Sunday, May 11, 2008

Politics of Parousia by Tat-Siong Benny Liew

I just finished Tat-Siong Benny Liew's Politics of Parousia: Reading Mark Inter(con)textually (Biblical Interpretation Series 44; Leiden: Brill, 1999). This was a fantastic read that I highly recommend and I will have a published review of this text later next year. However, for current discussion I would like to outline the argument and listen to any thoughts or reflections you might have about it.

From a biblical standpoint, Liew determined that the Markan parousia, stands in a rich tradition of Jewish apocalyptic literature which stands against imperial oppression and subjugation. First, he reasons that the Markan Jesus is painted in stark contrast to the Jewish authorities who are subtly identified with the kingdom of darkness. I found this to be one of the penetrating insights into the Markan narrative offered, that I for one, was previously unaware of or simply missed. At least in so far as he was able to show cogently that several linguistico-rhetorical features of the gospel (e.g. the use of the ἐκβάλλ-verbs, etc.) subtly tie the Jewish elite and "their house" with the dominion of the adversary (evidently this is something Mack and others have already alluded to, which I wasn't aware of). His reading was deeply textual, interacting skillfully with the text and language, more so than I had initially expected (though granted I had little basis for expectation!). Another feature that was rather unforeseen was how richly he treated the narrative from a biblical theology standpoint; this could well be my own (mis)assessment because I have only a marginal perspective of literary criticism as of yet.

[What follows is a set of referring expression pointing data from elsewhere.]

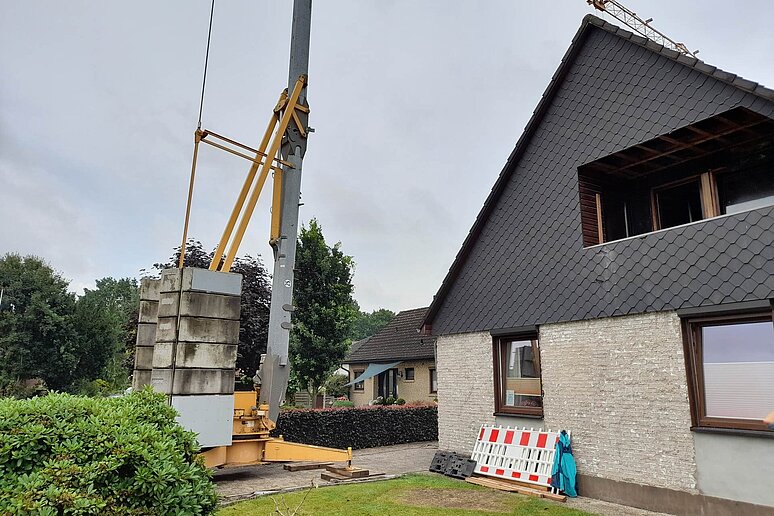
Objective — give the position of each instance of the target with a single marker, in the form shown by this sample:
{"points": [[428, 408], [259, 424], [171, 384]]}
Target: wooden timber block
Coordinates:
{"points": [[304, 466], [333, 477], [506, 485], [348, 472]]}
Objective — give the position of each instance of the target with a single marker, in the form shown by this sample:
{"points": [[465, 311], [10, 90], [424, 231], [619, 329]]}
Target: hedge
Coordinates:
{"points": [[359, 427], [63, 454]]}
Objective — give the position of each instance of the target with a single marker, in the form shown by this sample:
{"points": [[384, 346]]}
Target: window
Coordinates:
{"points": [[717, 166], [359, 386], [730, 363], [678, 204], [518, 389]]}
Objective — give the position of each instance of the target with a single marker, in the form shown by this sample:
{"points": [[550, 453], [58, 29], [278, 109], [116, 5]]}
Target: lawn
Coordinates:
{"points": [[419, 494]]}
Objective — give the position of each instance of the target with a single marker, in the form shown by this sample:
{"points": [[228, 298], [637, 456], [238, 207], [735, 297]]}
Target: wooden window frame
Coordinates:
{"points": [[498, 359], [695, 372], [708, 192], [355, 374]]}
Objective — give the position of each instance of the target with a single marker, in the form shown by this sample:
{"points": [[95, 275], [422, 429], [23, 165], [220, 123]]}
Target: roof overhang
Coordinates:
{"points": [[703, 140], [371, 371]]}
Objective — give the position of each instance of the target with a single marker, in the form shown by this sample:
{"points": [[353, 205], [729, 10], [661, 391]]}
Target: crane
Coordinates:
{"points": [[627, 16], [280, 154]]}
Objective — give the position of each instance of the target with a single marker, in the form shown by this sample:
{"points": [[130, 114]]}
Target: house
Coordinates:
{"points": [[618, 281], [398, 361]]}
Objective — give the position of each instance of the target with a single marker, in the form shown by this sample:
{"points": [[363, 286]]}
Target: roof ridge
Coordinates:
{"points": [[693, 62]]}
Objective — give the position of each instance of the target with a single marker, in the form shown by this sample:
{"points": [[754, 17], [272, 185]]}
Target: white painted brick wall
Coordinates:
{"points": [[465, 389], [619, 384]]}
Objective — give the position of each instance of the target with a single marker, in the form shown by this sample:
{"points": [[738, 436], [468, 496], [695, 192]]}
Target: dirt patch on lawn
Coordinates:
{"points": [[491, 500]]}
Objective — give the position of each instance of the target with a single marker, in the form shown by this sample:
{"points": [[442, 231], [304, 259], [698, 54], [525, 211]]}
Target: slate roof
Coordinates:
{"points": [[399, 340], [523, 261]]}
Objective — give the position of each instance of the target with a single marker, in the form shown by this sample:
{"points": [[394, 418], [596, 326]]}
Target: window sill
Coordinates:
{"points": [[766, 434], [700, 221], [518, 414]]}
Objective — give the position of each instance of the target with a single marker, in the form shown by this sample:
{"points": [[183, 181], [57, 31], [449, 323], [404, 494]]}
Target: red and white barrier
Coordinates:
{"points": [[515, 454]]}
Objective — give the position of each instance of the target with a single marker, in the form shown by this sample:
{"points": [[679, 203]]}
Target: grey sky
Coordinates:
{"points": [[416, 106]]}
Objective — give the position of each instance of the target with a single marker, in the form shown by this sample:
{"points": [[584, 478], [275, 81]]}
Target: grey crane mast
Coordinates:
{"points": [[275, 369]]}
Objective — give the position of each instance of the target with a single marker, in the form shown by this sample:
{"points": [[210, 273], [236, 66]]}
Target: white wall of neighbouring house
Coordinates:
{"points": [[367, 394]]}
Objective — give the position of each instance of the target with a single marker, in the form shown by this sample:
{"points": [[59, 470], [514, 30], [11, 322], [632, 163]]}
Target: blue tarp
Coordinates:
{"points": [[373, 370], [563, 472]]}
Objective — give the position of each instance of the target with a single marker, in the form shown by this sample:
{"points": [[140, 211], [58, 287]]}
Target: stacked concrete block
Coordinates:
{"points": [[196, 348], [146, 333]]}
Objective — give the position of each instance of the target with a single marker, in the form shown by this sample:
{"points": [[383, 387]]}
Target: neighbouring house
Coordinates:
{"points": [[398, 361], [618, 281]]}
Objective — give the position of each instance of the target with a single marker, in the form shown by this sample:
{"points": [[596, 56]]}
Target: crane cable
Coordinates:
{"points": [[206, 61], [197, 138]]}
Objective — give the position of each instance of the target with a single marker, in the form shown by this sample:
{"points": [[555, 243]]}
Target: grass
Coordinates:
{"points": [[418, 494]]}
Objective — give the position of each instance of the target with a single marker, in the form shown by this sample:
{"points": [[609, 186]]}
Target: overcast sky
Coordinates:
{"points": [[416, 106]]}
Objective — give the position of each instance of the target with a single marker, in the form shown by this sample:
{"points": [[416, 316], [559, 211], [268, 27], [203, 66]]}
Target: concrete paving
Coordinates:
{"points": [[246, 482]]}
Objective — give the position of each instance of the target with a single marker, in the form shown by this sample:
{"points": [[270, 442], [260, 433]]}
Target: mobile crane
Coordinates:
{"points": [[280, 152]]}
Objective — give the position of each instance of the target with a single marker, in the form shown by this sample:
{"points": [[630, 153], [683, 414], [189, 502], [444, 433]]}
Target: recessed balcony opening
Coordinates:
{"points": [[721, 165]]}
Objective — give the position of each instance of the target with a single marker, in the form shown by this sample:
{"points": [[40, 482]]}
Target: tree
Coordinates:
{"points": [[367, 324], [256, 298], [37, 333], [106, 321], [46, 333], [325, 309]]}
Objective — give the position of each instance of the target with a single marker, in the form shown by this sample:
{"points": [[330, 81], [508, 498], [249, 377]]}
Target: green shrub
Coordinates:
{"points": [[359, 427], [63, 454]]}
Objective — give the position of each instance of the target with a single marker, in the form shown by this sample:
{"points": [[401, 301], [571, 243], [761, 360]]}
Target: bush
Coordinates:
{"points": [[360, 427], [63, 454]]}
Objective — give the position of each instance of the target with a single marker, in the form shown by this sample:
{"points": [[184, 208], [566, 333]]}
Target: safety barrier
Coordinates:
{"points": [[515, 454]]}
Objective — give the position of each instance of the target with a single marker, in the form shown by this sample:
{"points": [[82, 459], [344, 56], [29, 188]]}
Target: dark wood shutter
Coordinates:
{"points": [[591, 210]]}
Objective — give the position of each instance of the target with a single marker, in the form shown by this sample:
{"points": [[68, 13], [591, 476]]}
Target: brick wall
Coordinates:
{"points": [[465, 389], [619, 384]]}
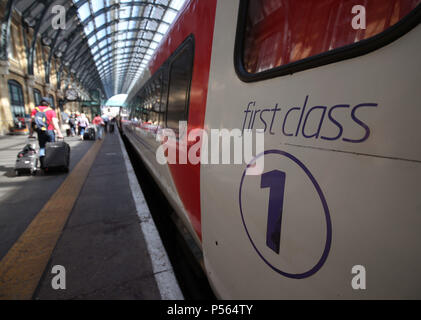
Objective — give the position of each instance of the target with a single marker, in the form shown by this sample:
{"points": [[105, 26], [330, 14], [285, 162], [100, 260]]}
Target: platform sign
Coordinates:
{"points": [[285, 215]]}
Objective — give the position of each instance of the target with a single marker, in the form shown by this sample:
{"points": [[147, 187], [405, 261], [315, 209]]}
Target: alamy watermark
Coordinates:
{"points": [[195, 147]]}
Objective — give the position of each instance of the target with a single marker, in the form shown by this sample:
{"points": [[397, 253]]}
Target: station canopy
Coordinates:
{"points": [[106, 43]]}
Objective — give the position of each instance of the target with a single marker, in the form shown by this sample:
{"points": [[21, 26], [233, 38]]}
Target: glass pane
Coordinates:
{"points": [[180, 76], [284, 31]]}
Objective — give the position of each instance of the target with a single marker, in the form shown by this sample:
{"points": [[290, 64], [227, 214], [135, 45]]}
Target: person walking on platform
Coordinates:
{"points": [[72, 124], [99, 123], [44, 120], [105, 119], [83, 123], [112, 125]]}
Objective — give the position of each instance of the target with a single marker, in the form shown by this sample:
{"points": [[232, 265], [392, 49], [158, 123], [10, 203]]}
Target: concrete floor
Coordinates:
{"points": [[102, 246]]}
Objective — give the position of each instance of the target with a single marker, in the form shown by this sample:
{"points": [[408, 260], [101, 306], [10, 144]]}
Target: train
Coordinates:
{"points": [[333, 89]]}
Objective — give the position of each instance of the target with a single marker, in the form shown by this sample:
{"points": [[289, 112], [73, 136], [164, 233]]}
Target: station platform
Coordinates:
{"points": [[92, 222]]}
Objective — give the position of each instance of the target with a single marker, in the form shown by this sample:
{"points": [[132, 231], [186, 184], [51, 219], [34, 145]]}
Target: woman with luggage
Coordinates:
{"points": [[83, 123], [45, 122], [99, 125]]}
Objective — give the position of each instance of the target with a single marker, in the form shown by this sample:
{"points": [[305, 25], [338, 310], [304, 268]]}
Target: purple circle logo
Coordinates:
{"points": [[275, 180]]}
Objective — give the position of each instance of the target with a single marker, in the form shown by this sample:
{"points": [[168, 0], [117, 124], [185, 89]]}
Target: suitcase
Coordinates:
{"points": [[57, 156], [27, 159], [89, 134], [26, 162]]}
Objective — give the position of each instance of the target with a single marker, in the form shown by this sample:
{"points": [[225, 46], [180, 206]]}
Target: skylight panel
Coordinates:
{"points": [[169, 16], [100, 20], [97, 5], [176, 4], [84, 11]]}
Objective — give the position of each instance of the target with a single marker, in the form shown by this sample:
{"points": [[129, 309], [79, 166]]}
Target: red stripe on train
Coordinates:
{"points": [[197, 18]]}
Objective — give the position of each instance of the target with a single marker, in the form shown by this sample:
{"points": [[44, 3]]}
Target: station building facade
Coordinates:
{"points": [[21, 91]]}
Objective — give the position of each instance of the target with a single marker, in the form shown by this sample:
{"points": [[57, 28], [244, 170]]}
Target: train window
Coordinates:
{"points": [[16, 99], [180, 74], [147, 104], [285, 36]]}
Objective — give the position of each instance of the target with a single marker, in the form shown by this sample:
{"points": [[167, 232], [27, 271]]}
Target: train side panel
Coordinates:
{"points": [[349, 199]]}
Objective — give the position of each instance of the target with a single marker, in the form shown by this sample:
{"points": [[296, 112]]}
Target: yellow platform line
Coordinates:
{"points": [[22, 267]]}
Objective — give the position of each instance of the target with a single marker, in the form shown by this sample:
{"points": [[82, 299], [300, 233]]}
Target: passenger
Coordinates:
{"points": [[45, 122], [99, 123], [112, 124], [83, 123], [72, 124]]}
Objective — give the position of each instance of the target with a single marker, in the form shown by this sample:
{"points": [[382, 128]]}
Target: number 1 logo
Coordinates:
{"points": [[275, 181]]}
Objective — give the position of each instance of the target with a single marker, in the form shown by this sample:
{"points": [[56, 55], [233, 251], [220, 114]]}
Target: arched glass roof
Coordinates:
{"points": [[106, 43]]}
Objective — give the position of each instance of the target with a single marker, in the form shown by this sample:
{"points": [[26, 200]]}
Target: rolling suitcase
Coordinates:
{"points": [[27, 160], [57, 156], [89, 134]]}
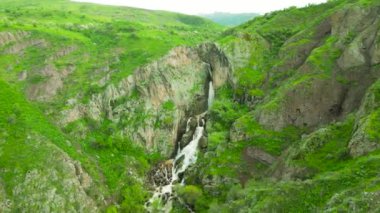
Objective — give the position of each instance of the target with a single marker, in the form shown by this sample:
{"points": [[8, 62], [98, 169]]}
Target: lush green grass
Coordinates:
{"points": [[94, 42]]}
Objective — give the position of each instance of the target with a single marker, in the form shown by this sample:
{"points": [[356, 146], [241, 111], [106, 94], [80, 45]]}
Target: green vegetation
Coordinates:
{"points": [[67, 110], [230, 19], [67, 52]]}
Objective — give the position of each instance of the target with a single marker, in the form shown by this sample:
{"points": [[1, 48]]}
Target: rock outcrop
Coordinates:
{"points": [[330, 92]]}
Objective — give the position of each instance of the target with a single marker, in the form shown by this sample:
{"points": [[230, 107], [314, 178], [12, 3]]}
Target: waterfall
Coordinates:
{"points": [[183, 159], [211, 94], [188, 156]]}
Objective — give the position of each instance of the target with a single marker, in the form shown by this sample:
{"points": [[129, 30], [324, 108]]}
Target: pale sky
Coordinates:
{"points": [[209, 6]]}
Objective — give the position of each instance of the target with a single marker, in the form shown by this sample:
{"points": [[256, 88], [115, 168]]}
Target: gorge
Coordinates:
{"points": [[117, 109]]}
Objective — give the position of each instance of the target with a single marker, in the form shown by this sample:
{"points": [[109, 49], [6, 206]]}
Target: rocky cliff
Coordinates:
{"points": [[164, 93]]}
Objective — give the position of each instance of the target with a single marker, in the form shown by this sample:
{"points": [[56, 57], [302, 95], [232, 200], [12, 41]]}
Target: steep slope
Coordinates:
{"points": [[297, 129], [76, 99]]}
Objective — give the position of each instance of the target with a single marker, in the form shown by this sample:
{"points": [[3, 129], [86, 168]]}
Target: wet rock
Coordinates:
{"points": [[22, 76], [203, 142]]}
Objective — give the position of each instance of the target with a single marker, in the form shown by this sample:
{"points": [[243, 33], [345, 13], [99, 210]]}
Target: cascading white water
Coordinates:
{"points": [[211, 94], [187, 156]]}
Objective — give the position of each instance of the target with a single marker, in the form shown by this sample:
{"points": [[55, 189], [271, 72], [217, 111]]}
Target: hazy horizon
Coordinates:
{"points": [[197, 7]]}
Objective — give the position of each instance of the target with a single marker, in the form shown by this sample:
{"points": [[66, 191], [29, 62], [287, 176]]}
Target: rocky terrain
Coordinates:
{"points": [[95, 109]]}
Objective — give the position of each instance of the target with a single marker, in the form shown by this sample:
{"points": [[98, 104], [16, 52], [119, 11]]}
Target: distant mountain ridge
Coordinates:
{"points": [[229, 19]]}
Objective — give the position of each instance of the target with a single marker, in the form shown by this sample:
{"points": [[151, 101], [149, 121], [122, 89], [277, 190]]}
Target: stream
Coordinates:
{"points": [[175, 168]]}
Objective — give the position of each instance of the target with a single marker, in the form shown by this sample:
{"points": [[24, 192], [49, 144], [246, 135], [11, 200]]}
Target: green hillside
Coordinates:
{"points": [[53, 51], [96, 103], [230, 19]]}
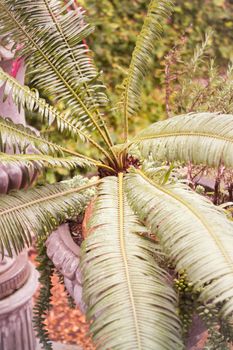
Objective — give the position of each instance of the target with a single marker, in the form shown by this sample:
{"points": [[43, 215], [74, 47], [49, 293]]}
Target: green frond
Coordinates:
{"points": [[21, 137], [158, 11], [58, 61], [129, 297], [39, 161], [192, 231], [29, 99], [39, 210], [202, 138]]}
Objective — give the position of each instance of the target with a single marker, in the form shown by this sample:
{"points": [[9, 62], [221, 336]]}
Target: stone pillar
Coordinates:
{"points": [[18, 282]]}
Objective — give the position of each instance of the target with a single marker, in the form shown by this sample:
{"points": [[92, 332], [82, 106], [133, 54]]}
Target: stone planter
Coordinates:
{"points": [[18, 282], [65, 254]]}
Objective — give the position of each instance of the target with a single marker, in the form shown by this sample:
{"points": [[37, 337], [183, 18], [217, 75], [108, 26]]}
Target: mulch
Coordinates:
{"points": [[65, 325]]}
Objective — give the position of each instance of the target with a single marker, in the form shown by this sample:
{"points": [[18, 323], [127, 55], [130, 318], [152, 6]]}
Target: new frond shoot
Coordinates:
{"points": [[155, 254]]}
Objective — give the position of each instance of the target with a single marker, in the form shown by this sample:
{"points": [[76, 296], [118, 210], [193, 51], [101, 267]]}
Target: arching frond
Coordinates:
{"points": [[40, 209], [158, 11], [31, 100], [20, 137], [39, 161], [202, 138], [194, 233], [128, 296], [23, 96], [56, 56]]}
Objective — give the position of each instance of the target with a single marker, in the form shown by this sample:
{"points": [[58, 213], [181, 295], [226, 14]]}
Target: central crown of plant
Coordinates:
{"points": [[130, 295]]}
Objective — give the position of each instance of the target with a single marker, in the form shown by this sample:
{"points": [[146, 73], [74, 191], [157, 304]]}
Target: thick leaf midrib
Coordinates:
{"points": [[183, 133], [195, 214], [121, 216]]}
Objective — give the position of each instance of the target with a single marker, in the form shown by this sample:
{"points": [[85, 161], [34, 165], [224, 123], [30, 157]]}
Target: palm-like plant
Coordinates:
{"points": [[144, 219]]}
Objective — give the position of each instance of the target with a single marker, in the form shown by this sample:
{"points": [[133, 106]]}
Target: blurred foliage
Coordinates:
{"points": [[118, 23], [195, 57]]}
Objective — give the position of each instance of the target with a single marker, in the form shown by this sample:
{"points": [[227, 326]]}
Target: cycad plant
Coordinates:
{"points": [[156, 252]]}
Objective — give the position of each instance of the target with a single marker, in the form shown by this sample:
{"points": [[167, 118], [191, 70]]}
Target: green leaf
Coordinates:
{"points": [[39, 161], [192, 231], [57, 59], [129, 297], [158, 12], [40, 210], [21, 137], [202, 138]]}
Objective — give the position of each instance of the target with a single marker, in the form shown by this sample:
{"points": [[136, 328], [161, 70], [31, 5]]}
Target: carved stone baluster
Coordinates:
{"points": [[18, 282]]}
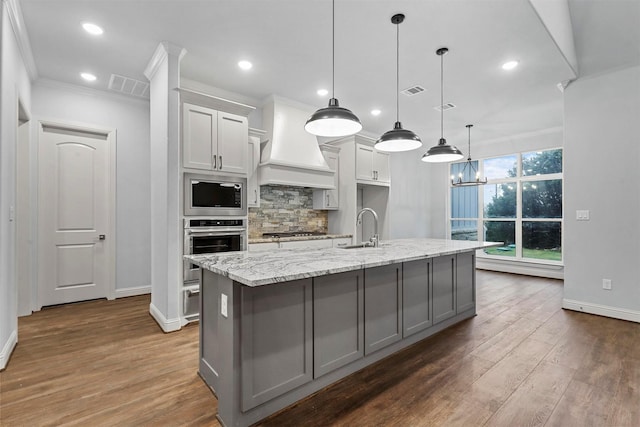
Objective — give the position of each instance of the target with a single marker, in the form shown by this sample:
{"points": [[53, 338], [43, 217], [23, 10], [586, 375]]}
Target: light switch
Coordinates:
{"points": [[582, 215]]}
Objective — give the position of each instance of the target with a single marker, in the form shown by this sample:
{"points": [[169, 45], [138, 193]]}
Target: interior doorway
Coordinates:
{"points": [[76, 212]]}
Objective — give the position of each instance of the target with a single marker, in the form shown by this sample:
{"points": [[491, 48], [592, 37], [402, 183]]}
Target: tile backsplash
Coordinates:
{"points": [[284, 208]]}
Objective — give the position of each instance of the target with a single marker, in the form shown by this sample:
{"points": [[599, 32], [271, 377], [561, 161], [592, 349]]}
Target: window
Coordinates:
{"points": [[521, 205]]}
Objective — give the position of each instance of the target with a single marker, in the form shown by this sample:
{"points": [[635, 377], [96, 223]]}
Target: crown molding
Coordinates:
{"points": [[22, 38], [87, 91], [163, 50]]}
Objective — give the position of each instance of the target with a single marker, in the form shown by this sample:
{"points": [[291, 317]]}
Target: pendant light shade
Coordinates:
{"points": [[442, 152], [471, 178], [398, 139], [333, 121]]}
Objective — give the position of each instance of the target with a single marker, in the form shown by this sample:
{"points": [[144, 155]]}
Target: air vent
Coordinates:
{"points": [[445, 107], [413, 90], [129, 86]]}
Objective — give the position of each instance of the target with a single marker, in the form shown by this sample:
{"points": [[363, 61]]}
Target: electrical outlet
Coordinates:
{"points": [[582, 215], [223, 305]]}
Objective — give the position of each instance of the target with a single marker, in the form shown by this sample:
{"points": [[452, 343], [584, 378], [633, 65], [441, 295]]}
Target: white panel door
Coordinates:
{"points": [[73, 214]]}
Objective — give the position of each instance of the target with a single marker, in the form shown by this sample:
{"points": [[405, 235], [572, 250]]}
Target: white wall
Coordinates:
{"points": [[14, 85], [130, 118], [602, 174], [410, 196]]}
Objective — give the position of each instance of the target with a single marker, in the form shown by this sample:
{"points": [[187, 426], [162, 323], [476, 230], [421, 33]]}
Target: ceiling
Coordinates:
{"points": [[289, 44]]}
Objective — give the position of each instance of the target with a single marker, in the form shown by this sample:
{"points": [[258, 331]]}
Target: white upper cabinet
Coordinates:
{"points": [[372, 166], [329, 199], [253, 187], [214, 140]]}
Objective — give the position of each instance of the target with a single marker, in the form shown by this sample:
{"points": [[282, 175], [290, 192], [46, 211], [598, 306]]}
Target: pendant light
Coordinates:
{"points": [[398, 139], [333, 121], [442, 152], [476, 180]]}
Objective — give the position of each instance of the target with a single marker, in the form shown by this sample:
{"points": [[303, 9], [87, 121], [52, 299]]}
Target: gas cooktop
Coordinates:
{"points": [[294, 234]]}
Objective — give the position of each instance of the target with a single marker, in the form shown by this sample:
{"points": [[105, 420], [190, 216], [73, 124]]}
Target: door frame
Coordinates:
{"points": [[111, 140]]}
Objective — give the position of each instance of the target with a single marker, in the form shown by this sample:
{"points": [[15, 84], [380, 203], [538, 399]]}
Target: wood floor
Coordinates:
{"points": [[523, 361]]}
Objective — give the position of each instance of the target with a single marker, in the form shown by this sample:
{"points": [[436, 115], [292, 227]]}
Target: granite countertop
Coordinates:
{"points": [[293, 239], [282, 265]]}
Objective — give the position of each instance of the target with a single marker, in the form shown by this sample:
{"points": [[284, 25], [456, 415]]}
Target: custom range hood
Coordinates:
{"points": [[291, 156]]}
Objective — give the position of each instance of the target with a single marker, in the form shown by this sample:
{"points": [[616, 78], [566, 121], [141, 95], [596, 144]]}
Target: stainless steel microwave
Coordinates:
{"points": [[208, 195]]}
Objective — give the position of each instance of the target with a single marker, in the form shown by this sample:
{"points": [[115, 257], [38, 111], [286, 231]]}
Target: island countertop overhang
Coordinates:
{"points": [[281, 265]]}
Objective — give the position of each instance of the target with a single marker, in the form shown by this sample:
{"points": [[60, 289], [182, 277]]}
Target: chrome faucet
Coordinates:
{"points": [[373, 241]]}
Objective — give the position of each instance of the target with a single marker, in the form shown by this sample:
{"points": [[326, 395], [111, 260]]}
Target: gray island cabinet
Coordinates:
{"points": [[278, 326]]}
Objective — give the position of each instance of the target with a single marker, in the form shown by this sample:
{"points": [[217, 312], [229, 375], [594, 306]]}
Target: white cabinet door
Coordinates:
{"points": [[331, 196], [329, 199], [372, 166], [364, 162], [322, 243], [253, 189], [213, 140], [381, 167], [233, 131], [200, 133]]}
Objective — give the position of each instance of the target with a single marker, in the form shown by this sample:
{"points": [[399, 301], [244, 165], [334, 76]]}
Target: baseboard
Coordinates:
{"points": [[5, 355], [167, 325], [602, 310], [132, 292], [521, 267]]}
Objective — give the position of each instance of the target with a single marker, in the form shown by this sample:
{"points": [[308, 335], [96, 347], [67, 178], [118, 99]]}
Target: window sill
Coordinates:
{"points": [[553, 270]]}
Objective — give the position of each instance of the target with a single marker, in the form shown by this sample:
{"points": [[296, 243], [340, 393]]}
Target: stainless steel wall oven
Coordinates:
{"points": [[205, 236]]}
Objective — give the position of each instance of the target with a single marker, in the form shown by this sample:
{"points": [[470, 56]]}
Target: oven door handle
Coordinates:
{"points": [[214, 232]]}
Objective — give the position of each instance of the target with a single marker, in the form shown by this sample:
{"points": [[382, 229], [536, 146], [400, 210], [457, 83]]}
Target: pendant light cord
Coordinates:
{"points": [[469, 158], [333, 49], [397, 72]]}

The primary thesis he argued for, evidenced in the title of the work, was that the fundamental politic of the Markan parousia as eschatological event was a duplication of the ideology of the colonizer, namely, the Roman's "obey-or-be-destroyed" program! So the totalitarian vision of Jesus' sole judgment of the "righteous and unrighteous" and political reckoning, at bottom, was a repackaged "colonially mimicking" vision of the colonizer's ideology. Therefore, resistance to the colonial regime, being so inculcated by the ideology of empire, takes on the form and vision of empire even in its resistance. Hence, the best way I can describe what I think was his point, is that the vision of Jesus' return (parousia) setting the world to "rights" by the binary standard of "in" vs. "out" chiefly is the projection of the Imperial Caesar's mode of oppression by violence in cosmic religious terms. This is a very provocative thesis in my estimation, not only for what it says, but further what it leaves unsaid. Moreover, as a reader I continually found myself querying as to whether I was reading Albert Schweitzer or Liew. I realize this statement necessitates qualification, but I have yet to put my finger on exactly why, I kept getting that "feel." What does this mean for the parousia, in general? Ah, these are the questions that are forever unanswerable because methodologically we have departed in a sense from history in so far as authorship, date, occasion, etc. are matters out of reach and in a real sense out of bounds in his study. The whole exercise is "constructed" in Mark's narrative-world, which thereby alleviates some of the traditional questions and pitfalls. Maybe that is exactly the genius of the method, namely, dealing with the literature as a "piece of colonial literature arising during a certain historical milieu" and then analyzing the internal construct of the narrative world and actors vis-a-vis the colonial situatedness of the literature. There are still some issues in the method that seem unaddressed and I might well be reading the whole thing incorrectly, but this at present seems like a robust way to deal with the socio-political significance of the narrative in its historical context without the pitfalls of traditional "Introductory" material/debate. Any thoughts?

He goes on to analyze the way mark constructs colonial subjects first with an eye to the way he views "agency" and then to the way he constructs women. Chiefly, he throws several notable scholars' works, who argue strongly for a positive (or semi-positive) presentation of the role of women, to the flames, finding rather a "backseat" and rather negative view of women's role in society. This climaxes in his final chapter which draws together the previous work on Mark and sets it over against the Chinese American colonial experience. From this he harvests the "timeless, universal truth" (not Liew's language!): that the colonized of all times bear the danger of duplicating the ideology of their oppressors and in turn oppressing others (p. 158).